Rosiane Ferreira Azevedo, 19 ans, Desana, vit dans la communauté de Monte Alegre, dans le Bas Uaupés. Elle a terminé le lycée et veut poursuivre ses études. Pour l'instant, elle accompagne ses parents à la ferme. Dans ce quotidien, elle a déjà entendu de leur part que le climat change. "Les jours d'inondation changent, le mois avec beaucoup de poissons change, le piracema se produit hors saison, les fruits fleurissent hors de leur mois", illustre-t-elle. "Les indigènes sont les gardiens de leur territoire, ils veillent à la préservation de la forêt, à la gestion de leurs terres", et ils devraient voir leurs connaissances protégées, dit-elle.
 

Résidente de Santa Isabel do Rio Negro, Sheine Diana Dias Oliveira, 30 ans, de l'ethnie Baré, est scandalisée par les ordures qu'elle voit sur les rives du fleuve, où elle jouait quand elle était enfant. "Cela ne fait pas si longtemps et beaucoup de choses ont empiré", dit la jeune femme, diplômée en travail social.

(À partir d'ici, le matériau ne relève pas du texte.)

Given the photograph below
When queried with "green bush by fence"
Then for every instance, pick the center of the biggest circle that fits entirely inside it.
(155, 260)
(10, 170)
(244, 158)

Selon Sheine, les rapports sur les conséquences de l'urgence climatique sont constants. "Il fait très chaud. Les inondations des rivières ne se produisent plus de la même manière. Nous fabriquons le cacuri, qui est un piège à poissons avec la rivière pleine. Nous avons d'abord mis le pari d'attendre l'inondation. Mais ce qui arrive souvent, c'est que la rivière commence à se remplir et s'assèche. Si l'on perd la structure du piège, cela donne des termites qui font pourrir le bois. Et les poissons ne viennent plus. Ma mère me dit qu'elle en avait plus qu'assez."

Adilson da Silva Joanico, 27 ans, de l'ethnie Baniwa, qui vit dans la communauté d'Acariquara, dans le territoire indigène Jurubaxi-Téa, également à Santa Isabel, dit qu'il fallait aussi changer le moment de la visite au pays : "Il est important de parler du climat. Nous ne savons pas comment arrêter ce changement climatique".

Dans la région du rio Içana, les cycles commencent également à changer. "Avant, les fruits arrivaient à la même saison. Maintenant, [novembre], dans l'Içana inférieur il y a des fruits mûrs, alors que dans l'Aiari, dans l'Içana moyen, les fruits n'ont pas encore donné, c'est comme si ce n'était pas le printemps. Nous n'avons pas d'explication à cela", déclare le professeur Emerson Silva, de la communauté de Castelo Branco.

Covid-19

En plus de discuter du changement climatique, les jeunes ont également discuté de la pandémie. Comme pour les assemblées régionales de la Foirn et l'Assemblée élective des femmes autochtones, les adolescents et les jeunes ont fait état de l'utilisation de médecines et de pratiques traditionnelles contre Covid-19.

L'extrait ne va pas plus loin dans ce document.